È triste constatare come gli esempi più aperti, più flessibili e più innovativi siano stati poi oggetto delle critiche più spietate e dell’utilizzo più disastroso, fatto sta che oggi la richiesta più frequente da parte degli abitanti è l’inesistenza di spazi collettivi, di banchi o di percorsi che possano fare da rifugio a bande di giovani in cerca di uno spazio dove consumare la propria giornata.

L’utopia sociale è fallita nei “grands ensembles” francesi a causa di un’incapacità di rendersi conto che il problema della casa non può e non va regolato attraverso delle macro-operazioni statali. Il problema risiede nel fatto che lo Stato in quanto tale non può considerare la casa al di fuori di un numero, di una statistica, di una cifra invece che, come ci ricordava Giancarlo De Carlo nel 1948, la casa essendo intimamente legata all’uomo, ha una sua storia, una sua dimensione, una sua vita ogni volta diversa, varia e cangiante.
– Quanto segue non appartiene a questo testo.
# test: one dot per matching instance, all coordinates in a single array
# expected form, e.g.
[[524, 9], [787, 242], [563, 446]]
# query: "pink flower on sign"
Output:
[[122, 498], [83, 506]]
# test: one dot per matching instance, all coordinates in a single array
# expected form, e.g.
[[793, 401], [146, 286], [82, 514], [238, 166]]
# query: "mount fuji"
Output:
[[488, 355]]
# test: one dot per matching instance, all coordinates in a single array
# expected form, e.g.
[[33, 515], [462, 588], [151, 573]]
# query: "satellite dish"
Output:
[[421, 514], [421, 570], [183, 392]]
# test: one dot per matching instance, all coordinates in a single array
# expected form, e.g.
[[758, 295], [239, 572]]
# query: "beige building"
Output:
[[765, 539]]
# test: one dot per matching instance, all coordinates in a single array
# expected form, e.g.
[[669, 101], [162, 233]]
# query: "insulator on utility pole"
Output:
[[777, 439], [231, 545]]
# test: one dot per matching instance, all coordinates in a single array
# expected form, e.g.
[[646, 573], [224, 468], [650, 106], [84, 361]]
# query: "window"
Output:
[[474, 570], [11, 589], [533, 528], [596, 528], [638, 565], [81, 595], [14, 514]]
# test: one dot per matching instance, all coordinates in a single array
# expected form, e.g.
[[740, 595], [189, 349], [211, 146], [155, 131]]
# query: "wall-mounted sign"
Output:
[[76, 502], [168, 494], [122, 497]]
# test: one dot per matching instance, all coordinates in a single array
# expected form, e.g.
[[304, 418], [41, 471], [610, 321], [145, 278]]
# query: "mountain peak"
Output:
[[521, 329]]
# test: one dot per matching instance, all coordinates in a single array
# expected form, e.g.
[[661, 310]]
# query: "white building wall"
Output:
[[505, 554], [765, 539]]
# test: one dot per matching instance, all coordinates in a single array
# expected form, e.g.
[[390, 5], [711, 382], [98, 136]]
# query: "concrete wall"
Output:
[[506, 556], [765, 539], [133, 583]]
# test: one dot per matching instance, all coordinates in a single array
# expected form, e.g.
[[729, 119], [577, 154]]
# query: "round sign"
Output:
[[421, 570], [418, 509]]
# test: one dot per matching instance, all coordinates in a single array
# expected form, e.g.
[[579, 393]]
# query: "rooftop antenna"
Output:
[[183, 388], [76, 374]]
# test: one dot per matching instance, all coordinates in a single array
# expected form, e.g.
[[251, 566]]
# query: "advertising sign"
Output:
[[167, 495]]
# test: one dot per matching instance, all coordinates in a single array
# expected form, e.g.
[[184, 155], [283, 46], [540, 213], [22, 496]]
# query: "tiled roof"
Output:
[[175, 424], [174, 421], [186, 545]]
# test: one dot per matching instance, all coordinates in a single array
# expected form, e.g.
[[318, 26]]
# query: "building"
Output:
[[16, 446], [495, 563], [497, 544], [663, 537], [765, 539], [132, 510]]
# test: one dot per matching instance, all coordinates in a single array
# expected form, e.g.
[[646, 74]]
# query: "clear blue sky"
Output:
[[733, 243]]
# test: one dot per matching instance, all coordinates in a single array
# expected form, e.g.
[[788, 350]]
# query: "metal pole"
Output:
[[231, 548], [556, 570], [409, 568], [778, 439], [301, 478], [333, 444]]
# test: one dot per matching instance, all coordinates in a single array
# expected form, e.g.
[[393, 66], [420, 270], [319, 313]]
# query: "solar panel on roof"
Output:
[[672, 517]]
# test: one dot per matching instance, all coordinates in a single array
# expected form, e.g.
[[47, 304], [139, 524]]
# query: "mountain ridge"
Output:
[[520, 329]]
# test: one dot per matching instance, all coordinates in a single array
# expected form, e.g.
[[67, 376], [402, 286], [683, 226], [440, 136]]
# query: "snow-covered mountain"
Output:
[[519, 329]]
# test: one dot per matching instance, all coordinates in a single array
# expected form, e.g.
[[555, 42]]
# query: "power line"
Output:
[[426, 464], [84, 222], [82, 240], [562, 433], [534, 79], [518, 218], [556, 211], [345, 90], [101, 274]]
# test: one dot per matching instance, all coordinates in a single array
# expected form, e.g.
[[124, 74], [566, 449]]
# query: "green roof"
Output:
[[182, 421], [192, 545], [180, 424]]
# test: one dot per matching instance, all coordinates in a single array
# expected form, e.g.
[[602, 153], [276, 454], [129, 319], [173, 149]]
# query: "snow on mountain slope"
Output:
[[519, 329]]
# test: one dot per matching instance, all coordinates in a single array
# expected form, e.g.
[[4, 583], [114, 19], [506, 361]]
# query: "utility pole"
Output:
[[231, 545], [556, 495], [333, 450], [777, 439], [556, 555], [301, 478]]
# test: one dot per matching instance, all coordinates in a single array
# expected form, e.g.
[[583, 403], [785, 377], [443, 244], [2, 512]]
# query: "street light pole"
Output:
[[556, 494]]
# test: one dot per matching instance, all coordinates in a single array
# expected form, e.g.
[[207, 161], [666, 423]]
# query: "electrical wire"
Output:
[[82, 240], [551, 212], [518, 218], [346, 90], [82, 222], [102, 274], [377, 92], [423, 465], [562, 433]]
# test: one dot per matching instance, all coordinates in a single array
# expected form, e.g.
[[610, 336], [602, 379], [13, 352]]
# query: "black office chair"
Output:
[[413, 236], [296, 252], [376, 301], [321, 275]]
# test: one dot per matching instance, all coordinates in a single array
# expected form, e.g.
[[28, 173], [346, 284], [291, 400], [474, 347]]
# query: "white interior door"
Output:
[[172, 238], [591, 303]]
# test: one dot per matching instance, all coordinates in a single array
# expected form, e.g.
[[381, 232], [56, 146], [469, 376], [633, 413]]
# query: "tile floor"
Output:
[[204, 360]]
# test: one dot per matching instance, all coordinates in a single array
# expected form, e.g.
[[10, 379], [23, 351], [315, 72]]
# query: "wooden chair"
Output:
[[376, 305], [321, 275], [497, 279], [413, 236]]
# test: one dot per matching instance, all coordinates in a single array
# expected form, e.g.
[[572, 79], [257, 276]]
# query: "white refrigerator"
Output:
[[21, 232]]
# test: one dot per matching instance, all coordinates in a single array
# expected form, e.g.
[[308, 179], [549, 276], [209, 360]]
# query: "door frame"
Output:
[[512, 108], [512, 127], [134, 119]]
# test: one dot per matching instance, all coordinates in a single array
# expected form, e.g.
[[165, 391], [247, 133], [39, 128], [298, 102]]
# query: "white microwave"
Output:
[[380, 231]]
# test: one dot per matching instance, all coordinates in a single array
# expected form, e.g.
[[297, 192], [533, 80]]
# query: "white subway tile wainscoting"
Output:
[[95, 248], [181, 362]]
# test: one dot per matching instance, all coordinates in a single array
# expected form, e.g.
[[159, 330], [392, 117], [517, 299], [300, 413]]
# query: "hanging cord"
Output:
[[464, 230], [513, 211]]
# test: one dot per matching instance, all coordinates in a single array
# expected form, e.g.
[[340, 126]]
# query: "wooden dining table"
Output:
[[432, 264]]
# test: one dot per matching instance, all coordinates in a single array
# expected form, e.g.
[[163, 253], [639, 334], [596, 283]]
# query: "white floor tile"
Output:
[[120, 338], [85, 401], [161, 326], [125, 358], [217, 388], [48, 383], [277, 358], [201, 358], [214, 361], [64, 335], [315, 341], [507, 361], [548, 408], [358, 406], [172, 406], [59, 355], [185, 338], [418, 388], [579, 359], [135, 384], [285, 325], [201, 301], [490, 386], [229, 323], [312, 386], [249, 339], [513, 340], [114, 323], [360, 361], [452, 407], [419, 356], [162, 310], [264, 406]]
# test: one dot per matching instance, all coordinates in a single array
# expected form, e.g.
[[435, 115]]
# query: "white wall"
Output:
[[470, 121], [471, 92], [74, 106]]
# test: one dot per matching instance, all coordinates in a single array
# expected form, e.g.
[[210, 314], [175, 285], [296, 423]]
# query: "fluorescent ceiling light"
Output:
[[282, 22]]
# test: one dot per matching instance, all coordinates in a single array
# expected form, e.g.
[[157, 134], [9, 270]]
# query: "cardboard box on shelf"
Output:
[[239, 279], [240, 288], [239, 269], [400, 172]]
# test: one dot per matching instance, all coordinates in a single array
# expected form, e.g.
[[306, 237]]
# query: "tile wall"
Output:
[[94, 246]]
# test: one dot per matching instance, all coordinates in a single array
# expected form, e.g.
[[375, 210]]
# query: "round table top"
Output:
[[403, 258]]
L’architettura è responsabile nel momento in cui non permette all’uomo di proporsi nello spazio attraverso la propria abitazione. Le periferie francesi sono fallite anche per questo.

Ma come intervenire, una volta che il disastro è considerato irreversibile? La soluzione è nel ristabilire le condizioni affinché la città possa continuare a crearsi su sé stessa senza frammentarsi e omogeneizzarsi in quartieri uguali. Lasciare alle comunità lo sviluppo delle proprie capacità e soprattutto incitare il desiderio e la responsabilità diretta sulla dimensione collettiva, affinché una gestione dal basso possa crescere e auto-regolare problemi altrimenti non risolvibili.

La crisi della banlieue è un grido di dolore di una comunità che ha bisogno di riappropriarsi del proprio territorio, di rivendicare il diritto a gestire la propria esistenza al di fuori di qualsiasi immagine dominante e contro ogni nuovo razzismo, subdolo e “democratico”. L’architettura ha perso la sfida in passato con la periferia, ma è oggi che può ristabilire una nuova dimensione con l’uomo ed il suo spazio.